Indian lawyer (born 1977)

Zulfiquar Memon (born 5 December 1977) is an Indian lawyer and the founder and managing partner of MZM Legal.

==Early life and education==
Zulfiquar was born in Mumbai. Zulfiquar is the son of criminal lawyer and EX-Member of Parliament of India, A. Majeed Memon. Zulfiquar joined Government Law College, Mumbai in 1995 but left the law school to pursue international trade and commerce.

Zulfiqar eventually finished his degree from Pune University in 2005 and in the same year he founded MZM Legal.

== Legal career ==
Zulfiquar assisted his father, A. Majeed Memon in the Nadeem Saifee Extradition, which was won in the Bow Street Magistrate's Court in London followed by the appeal in the High Court and the House of Lords.

Zulfiquar founded MZM legal in 2005. Some of his clients are Standard Chartered Bank, ICICI Bank, Kotak Bank, The Netherland-based Prins Autogassystemen BV, Singapore based Global Schools, Tarun Tejpal, M Pallonji and Co., MF Hussain foundation, Kuwaiti Royal family, Punj Lyod, Essar Group, United Phosphorus Limited (UPL), Tata Trusts and Tata Sons.
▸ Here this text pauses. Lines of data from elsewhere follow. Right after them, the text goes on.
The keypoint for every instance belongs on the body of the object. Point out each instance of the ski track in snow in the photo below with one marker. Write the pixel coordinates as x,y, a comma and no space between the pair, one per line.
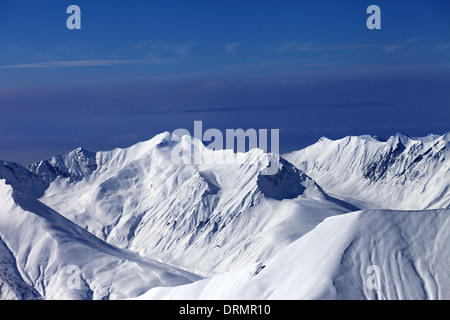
139,226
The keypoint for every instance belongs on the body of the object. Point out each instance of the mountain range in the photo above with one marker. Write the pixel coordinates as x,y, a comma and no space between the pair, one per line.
132,224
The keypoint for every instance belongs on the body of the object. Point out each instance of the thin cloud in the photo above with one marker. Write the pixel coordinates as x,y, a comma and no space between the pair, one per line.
89,63
231,47
368,104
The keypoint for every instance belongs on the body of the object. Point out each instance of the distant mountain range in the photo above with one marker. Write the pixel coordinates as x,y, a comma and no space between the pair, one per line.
137,225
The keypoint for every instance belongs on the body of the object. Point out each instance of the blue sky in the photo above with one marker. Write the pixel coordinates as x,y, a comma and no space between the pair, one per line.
138,68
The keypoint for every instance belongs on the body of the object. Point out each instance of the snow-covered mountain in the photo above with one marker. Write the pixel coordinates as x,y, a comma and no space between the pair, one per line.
133,220
207,218
370,254
401,173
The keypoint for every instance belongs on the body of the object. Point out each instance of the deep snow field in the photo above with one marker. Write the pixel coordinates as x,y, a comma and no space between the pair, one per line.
355,218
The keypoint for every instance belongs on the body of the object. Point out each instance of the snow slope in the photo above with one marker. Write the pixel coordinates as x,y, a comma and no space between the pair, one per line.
135,222
401,173
370,254
39,247
204,217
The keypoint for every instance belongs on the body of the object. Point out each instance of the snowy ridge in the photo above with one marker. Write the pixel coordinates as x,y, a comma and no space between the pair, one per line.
137,224
400,173
205,217
334,261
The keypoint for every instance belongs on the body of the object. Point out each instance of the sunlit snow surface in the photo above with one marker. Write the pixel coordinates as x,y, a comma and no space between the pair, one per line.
138,225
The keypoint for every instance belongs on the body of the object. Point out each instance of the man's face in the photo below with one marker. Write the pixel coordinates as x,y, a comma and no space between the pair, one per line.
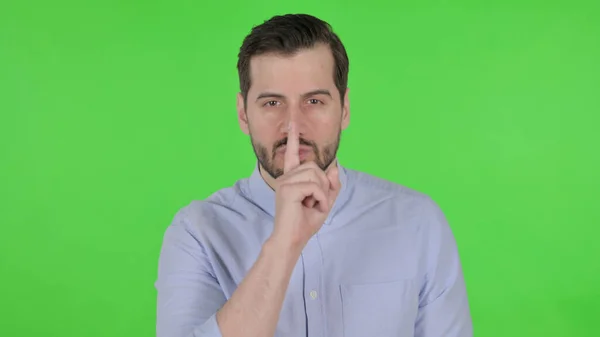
298,89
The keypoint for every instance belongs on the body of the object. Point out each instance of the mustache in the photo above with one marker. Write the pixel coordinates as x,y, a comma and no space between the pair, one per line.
301,141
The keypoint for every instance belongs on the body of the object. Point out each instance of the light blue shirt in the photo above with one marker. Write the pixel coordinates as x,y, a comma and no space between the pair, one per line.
384,264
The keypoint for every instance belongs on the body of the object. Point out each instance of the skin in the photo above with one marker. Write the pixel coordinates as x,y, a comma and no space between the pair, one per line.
303,174
298,89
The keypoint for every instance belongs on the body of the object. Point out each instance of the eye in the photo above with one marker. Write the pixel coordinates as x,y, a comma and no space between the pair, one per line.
271,103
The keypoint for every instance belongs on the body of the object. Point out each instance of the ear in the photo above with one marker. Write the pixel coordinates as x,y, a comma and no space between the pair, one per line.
242,116
346,110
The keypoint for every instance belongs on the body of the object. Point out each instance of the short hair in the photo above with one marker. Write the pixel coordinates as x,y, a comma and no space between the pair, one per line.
287,35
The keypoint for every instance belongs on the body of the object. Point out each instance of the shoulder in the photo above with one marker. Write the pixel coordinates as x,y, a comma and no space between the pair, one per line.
373,187
202,217
408,205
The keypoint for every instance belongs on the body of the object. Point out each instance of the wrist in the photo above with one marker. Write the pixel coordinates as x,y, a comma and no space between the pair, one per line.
283,248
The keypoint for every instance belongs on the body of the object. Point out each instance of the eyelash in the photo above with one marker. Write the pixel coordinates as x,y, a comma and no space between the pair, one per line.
312,99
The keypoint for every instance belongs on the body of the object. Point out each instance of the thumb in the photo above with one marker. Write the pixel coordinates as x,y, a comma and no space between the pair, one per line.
333,175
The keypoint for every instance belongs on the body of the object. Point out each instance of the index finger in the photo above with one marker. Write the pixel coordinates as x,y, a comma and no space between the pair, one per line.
291,159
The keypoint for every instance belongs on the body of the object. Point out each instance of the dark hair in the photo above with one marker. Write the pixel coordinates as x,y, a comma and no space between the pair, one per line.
286,35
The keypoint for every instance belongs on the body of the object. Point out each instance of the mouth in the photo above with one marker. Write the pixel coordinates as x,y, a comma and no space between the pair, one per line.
303,151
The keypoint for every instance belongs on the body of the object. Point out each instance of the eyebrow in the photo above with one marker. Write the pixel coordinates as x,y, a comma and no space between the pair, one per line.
310,93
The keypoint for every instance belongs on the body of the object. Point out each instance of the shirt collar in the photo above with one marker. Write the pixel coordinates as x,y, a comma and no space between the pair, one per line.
264,197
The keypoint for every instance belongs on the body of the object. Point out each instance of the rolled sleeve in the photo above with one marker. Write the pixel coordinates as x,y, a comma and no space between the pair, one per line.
443,308
188,293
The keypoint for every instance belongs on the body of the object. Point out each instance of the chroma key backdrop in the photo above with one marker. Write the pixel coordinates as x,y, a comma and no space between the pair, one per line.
115,114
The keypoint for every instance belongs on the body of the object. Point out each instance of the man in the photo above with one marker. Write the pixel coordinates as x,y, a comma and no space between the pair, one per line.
304,246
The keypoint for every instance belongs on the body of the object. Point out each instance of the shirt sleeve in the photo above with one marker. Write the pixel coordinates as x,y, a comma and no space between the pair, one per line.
443,305
188,294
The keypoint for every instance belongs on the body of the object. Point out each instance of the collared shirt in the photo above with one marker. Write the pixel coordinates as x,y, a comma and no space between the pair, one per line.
384,264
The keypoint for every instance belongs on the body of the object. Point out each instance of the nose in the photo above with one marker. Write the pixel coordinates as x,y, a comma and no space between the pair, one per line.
293,115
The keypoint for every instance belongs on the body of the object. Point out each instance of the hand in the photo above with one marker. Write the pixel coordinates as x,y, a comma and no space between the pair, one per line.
304,195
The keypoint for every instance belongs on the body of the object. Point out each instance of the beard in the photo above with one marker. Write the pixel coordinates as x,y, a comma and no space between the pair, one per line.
324,155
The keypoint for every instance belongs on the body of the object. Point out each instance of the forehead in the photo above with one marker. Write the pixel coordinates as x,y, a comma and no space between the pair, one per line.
308,69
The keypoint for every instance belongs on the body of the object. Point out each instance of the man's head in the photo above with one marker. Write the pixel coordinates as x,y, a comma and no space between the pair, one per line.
293,68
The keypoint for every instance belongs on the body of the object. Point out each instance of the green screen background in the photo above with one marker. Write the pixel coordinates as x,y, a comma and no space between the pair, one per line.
115,114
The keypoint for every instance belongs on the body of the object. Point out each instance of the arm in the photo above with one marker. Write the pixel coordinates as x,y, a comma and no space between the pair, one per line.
191,303
443,304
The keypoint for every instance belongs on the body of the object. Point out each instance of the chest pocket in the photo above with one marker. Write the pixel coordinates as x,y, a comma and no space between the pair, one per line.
379,309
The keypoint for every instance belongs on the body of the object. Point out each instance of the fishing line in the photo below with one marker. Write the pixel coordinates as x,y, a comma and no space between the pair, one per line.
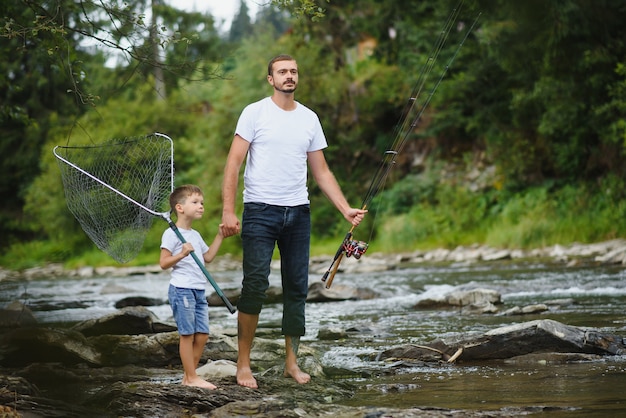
406,125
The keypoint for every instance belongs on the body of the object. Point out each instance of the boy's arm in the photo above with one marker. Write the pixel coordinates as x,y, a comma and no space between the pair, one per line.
215,245
168,260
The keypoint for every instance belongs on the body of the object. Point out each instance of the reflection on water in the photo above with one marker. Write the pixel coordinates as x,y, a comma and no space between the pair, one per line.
580,389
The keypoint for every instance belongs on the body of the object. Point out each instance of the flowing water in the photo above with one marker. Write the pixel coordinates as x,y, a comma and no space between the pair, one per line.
594,388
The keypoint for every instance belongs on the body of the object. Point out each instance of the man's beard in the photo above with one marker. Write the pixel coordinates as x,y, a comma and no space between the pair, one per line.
286,90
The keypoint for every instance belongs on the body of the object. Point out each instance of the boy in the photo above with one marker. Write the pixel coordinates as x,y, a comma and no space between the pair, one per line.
187,284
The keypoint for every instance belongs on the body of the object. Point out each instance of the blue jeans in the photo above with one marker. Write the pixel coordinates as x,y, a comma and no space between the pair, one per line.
264,226
190,310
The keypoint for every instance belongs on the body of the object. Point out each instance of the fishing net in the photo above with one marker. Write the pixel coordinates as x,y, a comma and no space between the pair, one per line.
115,188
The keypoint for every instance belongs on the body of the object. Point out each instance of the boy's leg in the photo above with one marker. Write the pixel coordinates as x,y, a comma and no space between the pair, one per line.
188,357
199,342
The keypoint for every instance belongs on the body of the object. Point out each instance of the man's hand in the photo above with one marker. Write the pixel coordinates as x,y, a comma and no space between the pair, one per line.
230,225
355,216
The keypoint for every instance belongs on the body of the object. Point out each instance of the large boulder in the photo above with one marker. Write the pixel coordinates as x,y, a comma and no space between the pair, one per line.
132,320
539,336
24,346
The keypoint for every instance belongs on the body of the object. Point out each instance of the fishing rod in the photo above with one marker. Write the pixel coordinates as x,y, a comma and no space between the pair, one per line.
407,123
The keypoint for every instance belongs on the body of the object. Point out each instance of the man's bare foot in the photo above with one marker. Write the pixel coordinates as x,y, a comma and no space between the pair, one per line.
297,374
245,378
199,383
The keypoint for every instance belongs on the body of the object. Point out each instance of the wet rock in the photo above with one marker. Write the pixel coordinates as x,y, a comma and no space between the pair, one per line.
337,292
138,301
331,334
147,350
538,336
127,321
217,369
527,310
231,294
16,315
473,301
461,297
553,358
27,345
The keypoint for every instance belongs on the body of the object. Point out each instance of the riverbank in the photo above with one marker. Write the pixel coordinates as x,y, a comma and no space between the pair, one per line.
361,351
605,252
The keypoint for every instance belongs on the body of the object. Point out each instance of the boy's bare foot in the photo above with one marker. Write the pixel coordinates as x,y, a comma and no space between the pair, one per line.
199,383
245,378
297,374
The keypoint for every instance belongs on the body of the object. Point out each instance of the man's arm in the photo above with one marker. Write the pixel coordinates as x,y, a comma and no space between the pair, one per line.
238,150
327,182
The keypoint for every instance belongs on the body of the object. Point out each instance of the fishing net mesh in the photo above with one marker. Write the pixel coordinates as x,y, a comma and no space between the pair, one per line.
139,168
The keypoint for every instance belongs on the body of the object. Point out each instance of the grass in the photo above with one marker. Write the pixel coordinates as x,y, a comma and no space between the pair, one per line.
449,217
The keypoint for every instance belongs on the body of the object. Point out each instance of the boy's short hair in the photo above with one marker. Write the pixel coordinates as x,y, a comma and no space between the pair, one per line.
181,193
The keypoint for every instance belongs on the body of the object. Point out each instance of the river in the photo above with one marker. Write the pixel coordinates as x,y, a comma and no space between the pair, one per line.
595,388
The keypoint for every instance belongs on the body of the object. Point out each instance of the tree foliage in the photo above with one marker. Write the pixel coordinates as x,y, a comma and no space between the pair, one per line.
537,90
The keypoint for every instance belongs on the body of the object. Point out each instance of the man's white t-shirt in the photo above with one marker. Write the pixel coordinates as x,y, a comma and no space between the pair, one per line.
186,273
276,165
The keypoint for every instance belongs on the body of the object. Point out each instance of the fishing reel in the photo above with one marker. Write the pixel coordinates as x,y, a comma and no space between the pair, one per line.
354,248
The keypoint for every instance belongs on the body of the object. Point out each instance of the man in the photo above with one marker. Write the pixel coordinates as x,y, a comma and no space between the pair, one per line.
278,135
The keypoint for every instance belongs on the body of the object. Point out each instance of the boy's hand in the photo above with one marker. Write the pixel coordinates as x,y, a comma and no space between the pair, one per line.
187,249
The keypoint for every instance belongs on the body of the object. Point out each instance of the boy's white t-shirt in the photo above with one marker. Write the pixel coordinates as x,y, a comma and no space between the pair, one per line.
186,272
276,166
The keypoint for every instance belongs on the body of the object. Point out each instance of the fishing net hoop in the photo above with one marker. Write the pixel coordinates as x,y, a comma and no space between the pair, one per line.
116,188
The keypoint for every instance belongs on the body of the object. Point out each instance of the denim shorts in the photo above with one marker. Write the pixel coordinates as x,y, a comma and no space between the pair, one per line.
263,227
190,309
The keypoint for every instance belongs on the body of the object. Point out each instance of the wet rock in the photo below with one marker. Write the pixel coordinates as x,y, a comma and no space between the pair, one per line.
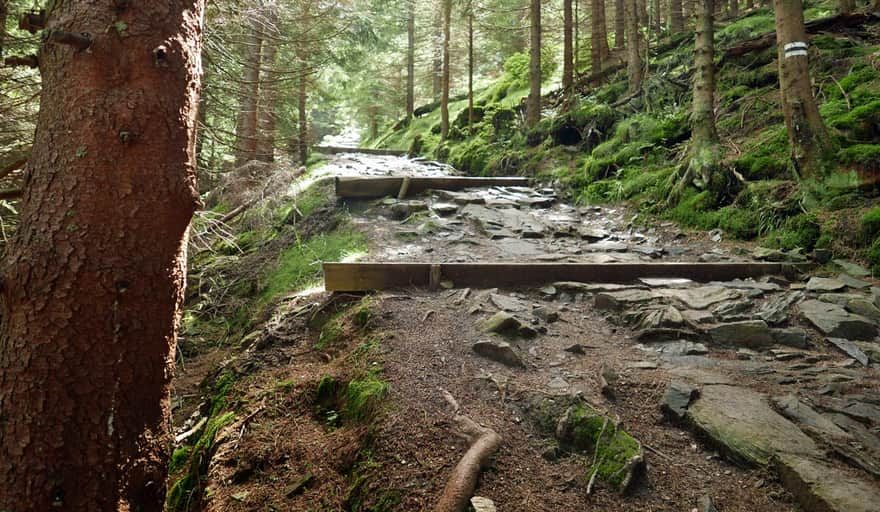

Zulfiquar has represented individuals like Rakesh Wadhawan and Sarang Wadhawan, Nirav Modi, Mehul Choksi, Dinesh Pandey—Bike Bot Scam, Airbus investigation, and Rashesh Shah—Edelweiss. Zulfiquar also closely works with large private banks on compliance issues.

He is currently a member of the International Bar Association, London Court of International Arbitration and International Chambers of Commerce (ICC). He is a member of the International Forbes Business Council, Young President's Organisation (YPO) and Entrepreneur's Organisation (EO).

== Accolades ==
Zulfiquar has been consistently ranked among the top individuals in India in the field of "White-Collar Crime" by Chambers & Partners.